Bahkan mengingat fakta, bahwa dulu kamu lebih memilih mengadukan kesakitan saat tersandung di jalan padaku, ketimbang mengadukan pada kakakmu sendiri--Zidan.

Gadis kecil yang dulu selalu minta dibacakan kisah-kisah teladan para nabi dan rasul. Iya, dari kecil kamu memang selalu secara tidak sengaja menuntut ilmu agama, bahkan secara tidak langsung kamu melupakan banyak hal yang sering dilakukan anak kecil pada umumnya. Dan itu yang membuatku menjadikanmu sebuah pilihan tanpa ada pilihan yang lain.

Banyak yang mengatakan kamu egois dan keras kepala sama sepertiku, tetapi bagiku tidak. Kamu adalah sosok yang memiliki keunikan tersendiri dalam menunjukkan kepribadianmu pada dunia. Kamu adalah kamu yang sejak dulu hingga kini bisa membuatku merasakan ketenangan. Kamu adalah dirimu dan karakter yang merupakan perpaduan yang unik. Wajah yang memancarkan keteduhan dan ketenangan dengan sifat kekanak-kanakan yang terkadang egois, namun tidak jarang sangat bijak dalam bertindak. Benar-benar perpaduan yang tidak bisa membuatku melihat ke arah gadis lain. 'Tetaplah seperti dulu dan sekarang hingga nanti'

"Kak" sebuah suara yang menyadarkan bahwa saat ini aku tengah bersama seseorang.

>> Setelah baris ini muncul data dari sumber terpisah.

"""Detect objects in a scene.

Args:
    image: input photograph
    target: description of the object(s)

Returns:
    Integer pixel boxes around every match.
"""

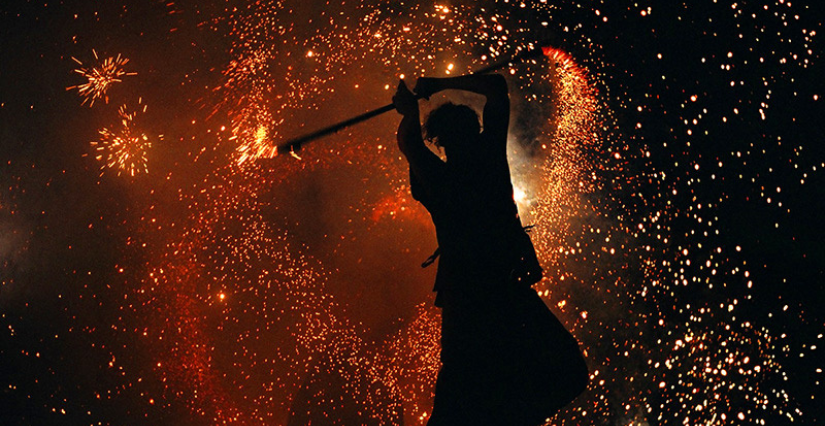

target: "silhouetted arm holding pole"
[277,46,542,154]
[415,74,510,141]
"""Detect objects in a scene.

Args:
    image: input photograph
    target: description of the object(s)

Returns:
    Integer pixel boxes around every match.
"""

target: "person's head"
[424,102,481,154]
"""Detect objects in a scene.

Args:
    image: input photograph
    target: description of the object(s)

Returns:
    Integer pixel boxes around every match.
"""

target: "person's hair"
[424,102,481,146]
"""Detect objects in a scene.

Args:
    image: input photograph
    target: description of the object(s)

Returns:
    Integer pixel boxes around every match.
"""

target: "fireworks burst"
[0,0,825,426]
[66,50,137,107]
[91,102,152,177]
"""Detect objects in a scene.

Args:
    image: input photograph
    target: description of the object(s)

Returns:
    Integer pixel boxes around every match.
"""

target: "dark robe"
[411,133,588,426]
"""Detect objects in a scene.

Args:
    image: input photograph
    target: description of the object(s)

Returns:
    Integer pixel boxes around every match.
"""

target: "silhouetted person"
[393,75,588,426]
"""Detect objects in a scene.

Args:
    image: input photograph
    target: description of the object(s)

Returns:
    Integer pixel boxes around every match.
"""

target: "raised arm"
[392,80,444,190]
[415,74,510,141]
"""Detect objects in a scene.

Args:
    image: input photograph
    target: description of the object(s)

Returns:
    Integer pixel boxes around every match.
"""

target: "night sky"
[0,0,825,426]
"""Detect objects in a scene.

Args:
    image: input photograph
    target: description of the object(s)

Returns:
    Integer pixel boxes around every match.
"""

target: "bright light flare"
[66,50,137,107]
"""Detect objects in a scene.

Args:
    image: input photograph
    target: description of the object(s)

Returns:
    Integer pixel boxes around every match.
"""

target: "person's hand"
[392,80,418,115]
[413,77,441,99]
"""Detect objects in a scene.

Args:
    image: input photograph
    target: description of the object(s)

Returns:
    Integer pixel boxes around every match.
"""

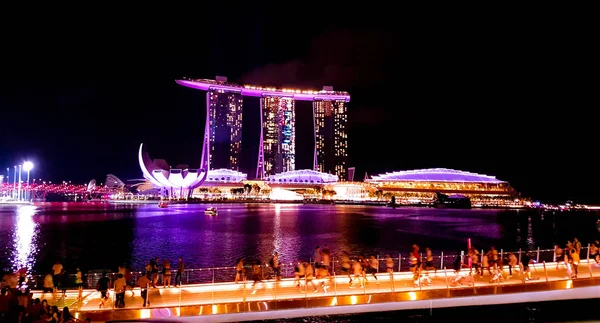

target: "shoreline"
[105,199,532,210]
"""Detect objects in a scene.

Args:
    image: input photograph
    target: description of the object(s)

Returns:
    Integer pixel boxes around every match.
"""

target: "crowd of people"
[0,238,600,322]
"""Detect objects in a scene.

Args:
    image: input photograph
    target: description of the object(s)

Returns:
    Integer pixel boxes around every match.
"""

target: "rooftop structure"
[205,168,247,184]
[365,168,518,207]
[367,168,506,184]
[138,144,207,198]
[175,78,350,101]
[265,169,338,185]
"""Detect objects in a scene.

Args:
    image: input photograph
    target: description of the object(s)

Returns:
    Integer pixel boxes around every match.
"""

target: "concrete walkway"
[34,260,600,317]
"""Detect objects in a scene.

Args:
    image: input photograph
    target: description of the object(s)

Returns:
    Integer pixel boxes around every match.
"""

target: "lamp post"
[6,167,10,197]
[17,165,23,201]
[12,166,17,200]
[23,161,33,201]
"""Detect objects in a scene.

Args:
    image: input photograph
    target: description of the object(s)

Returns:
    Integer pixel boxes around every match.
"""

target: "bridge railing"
[15,245,591,289]
[19,250,600,315]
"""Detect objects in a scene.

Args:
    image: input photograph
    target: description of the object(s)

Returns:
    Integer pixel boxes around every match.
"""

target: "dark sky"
[0,6,600,203]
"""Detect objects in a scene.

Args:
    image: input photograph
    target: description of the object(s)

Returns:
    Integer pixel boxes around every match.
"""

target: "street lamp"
[12,166,17,199]
[17,165,23,201]
[23,161,33,200]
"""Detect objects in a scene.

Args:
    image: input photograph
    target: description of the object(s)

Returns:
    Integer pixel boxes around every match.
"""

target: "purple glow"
[371,168,506,184]
[175,80,350,102]
[138,144,206,189]
[266,169,338,184]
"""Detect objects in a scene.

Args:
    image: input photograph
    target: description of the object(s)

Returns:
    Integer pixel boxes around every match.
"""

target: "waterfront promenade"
[34,260,600,321]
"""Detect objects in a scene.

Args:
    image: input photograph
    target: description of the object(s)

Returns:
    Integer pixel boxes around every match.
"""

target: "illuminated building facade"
[313,100,348,180]
[206,89,243,171]
[176,77,350,179]
[366,168,523,207]
[256,96,296,179]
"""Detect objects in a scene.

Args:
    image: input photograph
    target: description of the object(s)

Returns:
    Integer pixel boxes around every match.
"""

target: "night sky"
[0,10,600,203]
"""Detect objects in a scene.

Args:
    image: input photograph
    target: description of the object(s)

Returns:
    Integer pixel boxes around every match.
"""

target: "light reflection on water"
[11,205,38,271]
[0,203,597,272]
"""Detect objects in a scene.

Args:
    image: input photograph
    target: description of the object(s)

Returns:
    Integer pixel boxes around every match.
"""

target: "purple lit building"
[176,77,350,179]
[313,100,348,180]
[206,89,243,171]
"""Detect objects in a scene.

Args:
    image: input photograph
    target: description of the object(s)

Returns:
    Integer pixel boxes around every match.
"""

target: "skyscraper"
[206,89,243,171]
[256,96,296,178]
[313,100,348,180]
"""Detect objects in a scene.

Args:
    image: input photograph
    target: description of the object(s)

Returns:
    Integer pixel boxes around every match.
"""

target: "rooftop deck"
[34,260,600,322]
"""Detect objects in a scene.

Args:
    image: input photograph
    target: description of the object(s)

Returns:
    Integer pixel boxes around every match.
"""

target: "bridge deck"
[34,260,600,320]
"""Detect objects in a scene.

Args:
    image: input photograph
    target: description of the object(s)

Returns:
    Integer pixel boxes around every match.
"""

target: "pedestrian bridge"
[34,260,600,322]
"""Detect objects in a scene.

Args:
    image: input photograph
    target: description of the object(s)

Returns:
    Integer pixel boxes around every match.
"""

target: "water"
[0,203,598,273]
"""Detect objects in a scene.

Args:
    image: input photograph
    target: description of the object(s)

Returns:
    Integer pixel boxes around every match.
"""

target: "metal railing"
[15,244,590,289]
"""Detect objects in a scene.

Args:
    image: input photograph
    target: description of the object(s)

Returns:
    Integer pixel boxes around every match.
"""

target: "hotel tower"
[256,96,296,179]
[206,77,243,171]
[313,100,348,180]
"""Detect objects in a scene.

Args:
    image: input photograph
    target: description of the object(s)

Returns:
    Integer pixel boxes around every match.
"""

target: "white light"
[23,161,33,172]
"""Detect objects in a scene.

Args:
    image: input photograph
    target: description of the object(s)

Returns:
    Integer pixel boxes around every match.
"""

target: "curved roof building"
[205,168,248,184]
[370,168,506,184]
[175,79,350,101]
[366,168,516,197]
[265,169,338,185]
[138,144,207,198]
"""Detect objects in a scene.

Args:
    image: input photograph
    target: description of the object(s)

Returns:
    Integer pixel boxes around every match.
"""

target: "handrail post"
[390,268,396,293]
[398,253,402,272]
[444,267,450,296]
[586,243,590,265]
[331,256,335,278]
[211,267,215,304]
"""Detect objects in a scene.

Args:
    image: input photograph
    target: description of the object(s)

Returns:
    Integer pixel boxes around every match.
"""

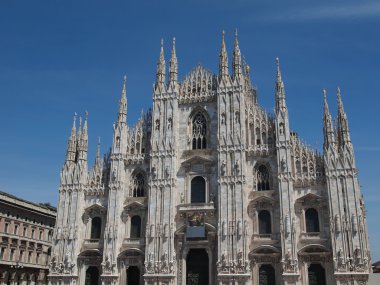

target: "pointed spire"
[337,87,351,147]
[66,113,77,162]
[276,57,286,112]
[82,111,88,141]
[232,29,242,78]
[169,37,178,82]
[77,117,82,138]
[219,31,228,79]
[156,39,166,87]
[117,75,127,124]
[78,111,88,161]
[95,137,100,167]
[322,88,334,149]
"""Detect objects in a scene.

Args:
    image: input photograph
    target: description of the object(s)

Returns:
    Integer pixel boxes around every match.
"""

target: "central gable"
[179,64,217,103]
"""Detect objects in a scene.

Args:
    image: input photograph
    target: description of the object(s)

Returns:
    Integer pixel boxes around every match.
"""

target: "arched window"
[256,165,269,191]
[259,264,276,285]
[84,266,99,285]
[127,266,140,285]
[132,173,145,197]
[308,263,326,285]
[259,210,272,235]
[305,208,319,233]
[192,113,207,149]
[190,176,206,203]
[91,217,102,239]
[131,216,141,238]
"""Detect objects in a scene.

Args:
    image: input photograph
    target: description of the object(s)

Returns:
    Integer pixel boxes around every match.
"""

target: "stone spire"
[276,58,286,113]
[92,137,103,183]
[232,29,242,79]
[66,113,77,163]
[322,89,334,149]
[95,137,101,167]
[117,75,127,124]
[156,39,166,87]
[337,87,351,147]
[169,38,178,82]
[219,31,228,79]
[77,111,88,162]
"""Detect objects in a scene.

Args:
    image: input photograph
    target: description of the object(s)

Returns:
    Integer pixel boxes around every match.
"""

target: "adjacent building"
[49,34,371,285]
[0,192,56,285]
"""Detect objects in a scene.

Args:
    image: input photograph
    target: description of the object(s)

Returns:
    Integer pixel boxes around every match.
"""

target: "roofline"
[0,191,57,217]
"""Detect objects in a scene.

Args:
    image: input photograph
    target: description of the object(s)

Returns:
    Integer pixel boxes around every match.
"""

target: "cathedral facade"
[48,34,370,285]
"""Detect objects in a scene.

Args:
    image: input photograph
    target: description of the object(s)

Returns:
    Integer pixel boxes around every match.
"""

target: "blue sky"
[0,0,380,260]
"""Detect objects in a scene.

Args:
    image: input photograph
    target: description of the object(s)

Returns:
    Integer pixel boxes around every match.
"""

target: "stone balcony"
[300,232,327,244]
[252,233,280,243]
[177,203,215,213]
[82,239,103,250]
[121,237,145,251]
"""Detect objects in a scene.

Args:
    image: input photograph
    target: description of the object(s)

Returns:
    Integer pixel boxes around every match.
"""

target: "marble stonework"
[49,34,370,285]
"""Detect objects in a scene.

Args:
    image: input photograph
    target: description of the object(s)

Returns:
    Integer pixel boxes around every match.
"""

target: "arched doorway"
[126,266,140,285]
[259,264,276,285]
[308,263,326,285]
[91,217,102,239]
[191,176,206,203]
[186,249,209,285]
[85,266,99,285]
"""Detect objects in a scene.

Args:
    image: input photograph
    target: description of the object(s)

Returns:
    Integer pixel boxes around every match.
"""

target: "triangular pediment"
[182,155,213,164]
[85,203,107,213]
[296,193,322,203]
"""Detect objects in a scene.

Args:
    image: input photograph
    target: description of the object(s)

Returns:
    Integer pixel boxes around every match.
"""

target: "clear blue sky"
[0,0,380,260]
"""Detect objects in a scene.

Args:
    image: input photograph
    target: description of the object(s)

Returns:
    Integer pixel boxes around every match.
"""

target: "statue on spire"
[232,29,242,79]
[219,31,228,79]
[117,75,127,124]
[169,37,178,82]
[276,57,286,113]
[156,39,166,87]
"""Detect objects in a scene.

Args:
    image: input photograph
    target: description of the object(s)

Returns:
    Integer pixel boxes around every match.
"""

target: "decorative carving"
[101,254,116,274]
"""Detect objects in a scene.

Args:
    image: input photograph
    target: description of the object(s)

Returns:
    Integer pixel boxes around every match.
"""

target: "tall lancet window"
[132,172,145,197]
[91,217,102,239]
[256,165,270,191]
[191,176,206,203]
[192,113,207,149]
[305,208,319,233]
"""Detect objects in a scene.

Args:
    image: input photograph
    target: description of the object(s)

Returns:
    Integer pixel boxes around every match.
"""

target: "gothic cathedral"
[49,33,370,285]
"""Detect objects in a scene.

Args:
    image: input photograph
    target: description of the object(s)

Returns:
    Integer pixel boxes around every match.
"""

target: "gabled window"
[131,215,141,238]
[305,208,319,233]
[132,172,145,197]
[190,176,206,203]
[192,113,207,149]
[91,217,102,239]
[259,264,276,285]
[259,210,272,235]
[256,165,270,191]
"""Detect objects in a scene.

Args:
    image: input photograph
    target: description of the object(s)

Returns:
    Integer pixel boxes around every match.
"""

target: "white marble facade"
[49,34,370,285]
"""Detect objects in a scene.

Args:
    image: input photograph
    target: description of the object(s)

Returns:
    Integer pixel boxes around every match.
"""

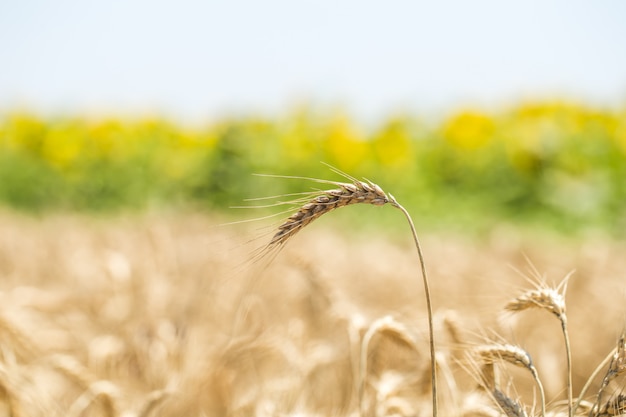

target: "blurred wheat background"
[0,0,626,417]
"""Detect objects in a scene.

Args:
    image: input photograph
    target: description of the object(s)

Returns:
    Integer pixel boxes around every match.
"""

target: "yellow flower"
[443,110,495,150]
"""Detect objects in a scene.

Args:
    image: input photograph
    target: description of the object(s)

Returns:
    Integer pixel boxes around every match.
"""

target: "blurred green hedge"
[0,101,626,235]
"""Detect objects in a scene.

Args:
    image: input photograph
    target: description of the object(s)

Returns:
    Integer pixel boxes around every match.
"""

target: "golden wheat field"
[0,208,626,417]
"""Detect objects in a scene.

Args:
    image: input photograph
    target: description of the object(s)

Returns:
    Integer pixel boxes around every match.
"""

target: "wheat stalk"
[504,272,574,417]
[592,333,626,412]
[258,165,438,417]
[358,316,417,415]
[476,344,546,417]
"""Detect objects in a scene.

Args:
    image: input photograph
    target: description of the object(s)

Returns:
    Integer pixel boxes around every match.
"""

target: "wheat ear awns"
[268,165,438,417]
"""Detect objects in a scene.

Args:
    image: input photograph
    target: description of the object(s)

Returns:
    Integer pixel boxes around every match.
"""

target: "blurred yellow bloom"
[326,116,369,171]
[372,119,414,167]
[443,110,495,150]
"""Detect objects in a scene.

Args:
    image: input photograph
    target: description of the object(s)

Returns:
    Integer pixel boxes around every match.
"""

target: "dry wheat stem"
[491,388,528,417]
[358,316,417,415]
[270,181,389,245]
[504,272,574,417]
[592,333,626,412]
[268,166,438,417]
[476,344,546,417]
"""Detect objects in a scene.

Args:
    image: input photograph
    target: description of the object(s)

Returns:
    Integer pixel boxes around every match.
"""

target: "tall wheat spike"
[256,165,438,417]
[476,344,546,417]
[504,273,574,417]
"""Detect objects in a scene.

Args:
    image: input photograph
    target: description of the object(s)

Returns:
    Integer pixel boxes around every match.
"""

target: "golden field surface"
[0,212,626,417]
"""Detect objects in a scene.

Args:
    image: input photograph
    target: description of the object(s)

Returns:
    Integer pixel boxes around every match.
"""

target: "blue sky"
[0,0,626,120]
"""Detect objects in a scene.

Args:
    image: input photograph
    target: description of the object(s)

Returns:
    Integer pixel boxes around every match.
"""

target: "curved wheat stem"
[476,344,546,417]
[260,166,438,417]
[504,272,574,417]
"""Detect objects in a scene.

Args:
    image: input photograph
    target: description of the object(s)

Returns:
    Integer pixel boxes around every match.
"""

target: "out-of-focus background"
[0,0,626,417]
[0,0,626,234]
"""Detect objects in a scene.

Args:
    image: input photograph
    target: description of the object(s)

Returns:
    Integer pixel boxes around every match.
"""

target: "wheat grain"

"Eh, iya. Maaf kakak terlalu sibuk dengan pikiran kakak."

"Tidak masalah. Memangnya kakak mikirin apa kalau Risya boleh tahu?"

"Um, bukan hal yang penting, hanya masalah perusahaan." astaga, sejak kapan aku mulai pintar berbohong seperti ini.

"Jangan terlalu dipikirkan, nanti kesehatan kakak terganggu" suara dengan aksen hangat yang selalu membuatku merasa tenang.

"Sya, kakak mau nanya boleh?"

"Boleh, silakan Kak." jawab mengangguk-anggukkan kepala.

"Kenapa dulu kamu memilih menarik diri dari kehidupanku?" kalau boleh jujur ini adalah pertanyaan yang sejak dulu selalu ingin kutanyakan.

"Risya nggak pernah menarik diri. Risya selalu ada di kehidupan kakak. Dan Risya tetap menjadi adik kak Raffa dari dulu hingga saat kita menikah minggu depan." ckck, benar-benar gadis ini. Dia selalu piawai menyembunyikan yang sebenarnya.

"Kamu bohong!" ucapku tegas, membuatnya sedikit tersentak tetapi tetap bisa terlihat tenang.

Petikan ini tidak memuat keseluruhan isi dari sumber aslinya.